O atual governo também falhou. Falhou na condução da economia, nos deixará como legado inflação saindo do controle e crescimento pífio emoldurado pela perda crescimento da nossa credibilidade. Fracassou na gestão do Estado, como disse, o Brasil é um cemitério de obras inacabadas por toda a parte. E fracassou na condução da melhoria dos nossos indicadores sociais. Na segurança, a omissão é criminosa. Na saúde, a qualidade é cada ano pior, com o governo a cada ano participando com menos recursos do conjunto dos investimentos em saúde. E, na educação, em qualquer ranking respeitável internacional, estamos na lanterna.

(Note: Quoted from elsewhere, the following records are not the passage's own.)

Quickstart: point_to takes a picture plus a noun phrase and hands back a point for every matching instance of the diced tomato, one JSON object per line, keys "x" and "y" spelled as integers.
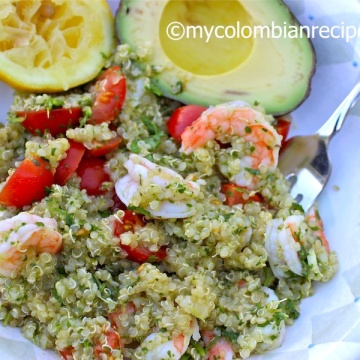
{"x": 110, "y": 92}
{"x": 67, "y": 353}
{"x": 101, "y": 149}
{"x": 112, "y": 340}
{"x": 282, "y": 126}
{"x": 56, "y": 121}
{"x": 140, "y": 254}
{"x": 181, "y": 118}
{"x": 69, "y": 165}
{"x": 28, "y": 183}
{"x": 93, "y": 175}
{"x": 234, "y": 195}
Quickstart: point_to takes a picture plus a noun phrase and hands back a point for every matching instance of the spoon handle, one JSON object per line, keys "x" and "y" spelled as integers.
{"x": 336, "y": 120}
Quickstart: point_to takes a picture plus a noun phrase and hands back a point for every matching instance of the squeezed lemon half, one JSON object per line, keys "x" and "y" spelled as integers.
{"x": 53, "y": 45}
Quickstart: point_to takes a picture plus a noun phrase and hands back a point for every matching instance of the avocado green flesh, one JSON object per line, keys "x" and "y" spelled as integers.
{"x": 274, "y": 72}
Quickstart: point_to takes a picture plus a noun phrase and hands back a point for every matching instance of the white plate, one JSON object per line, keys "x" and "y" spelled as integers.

O Brasil não merece esse crescimento medíocre que vem tendo, não merece continuar vendo empregos que poderiam estar sendo gerados aqui sendo gerados em outras regiões do mundo. Vamos alinhar nossa política externa com o pragmatismo que sempre a orientou no passado, abrindo novos mercados para quem produz no Brasil. O meu governo vai ser o governo da segurança, do trabalho, e certamente o governo que vai dar exemplos, também, de ética na condução da coisa pública.

Sobre Pedro Taques.

Pedro Taques é um dos mais qualificados quadro da vida pública brasileira. Quero dizer de forma muito clara, já que coloco mais uma vez os pés em Mato Grosso, na sua capital. Pedro Taques é, na minha avaliação, um dos mais completos homens públicos da sua geração. Ele é admirado pelos seus companheiros, mas é também respeitado pelos seus adversários. A vida pública precisa de Pedro Taques vencendo as eleições. E quero oferecer a Pedro, à população do Mato Grosso, a todos os companheiros que estão aqui, ao presidente do meu partido, Nilson Leitão, uma grande parceria. Uma parceria que não foi feita até aqui na história do governo federal com Mato Grosso para que os municípios se fortaleçam e para que o Estado tenha condições de cada vez mais ajudar ao Brasil a se desenvolver.

Sobre Pacto Federativo.

Tenho já há muitos anos, desde quando fui governador de Minas Gerais, sido um dos mais ferrenhos defensores da refundação da Federação. O Brasil está se transformando em um Estado unitário, apenas o governo federal tudo tem e tudo pode e todos dele acabam sendo dependentes. Um país das dimensões e da complexidade do Brasil não pode ser administrado de forma tão centralizada. Todos os itens da agenda da Federação foram adiados pelo atual governo. Desde a renegociação dos Estados, passando por propostas, inclusive uma de minha autoria, que impedem as desonerações de tributos incidentes sobre a base de arrecadação de municípios e dos Estados – permite ao governo federal faça as desonerações quando achar adequadas por questões especificas, sazonalidade ou por ocorrência desleal de determinado setor da economia, mas sobre a parcela de receita que lhe cabe. Precisamos rapidamente reorganizar e reequilibrar a Federação. Mas para isso é preciso um governo que tenha generosidade e o nosso terá.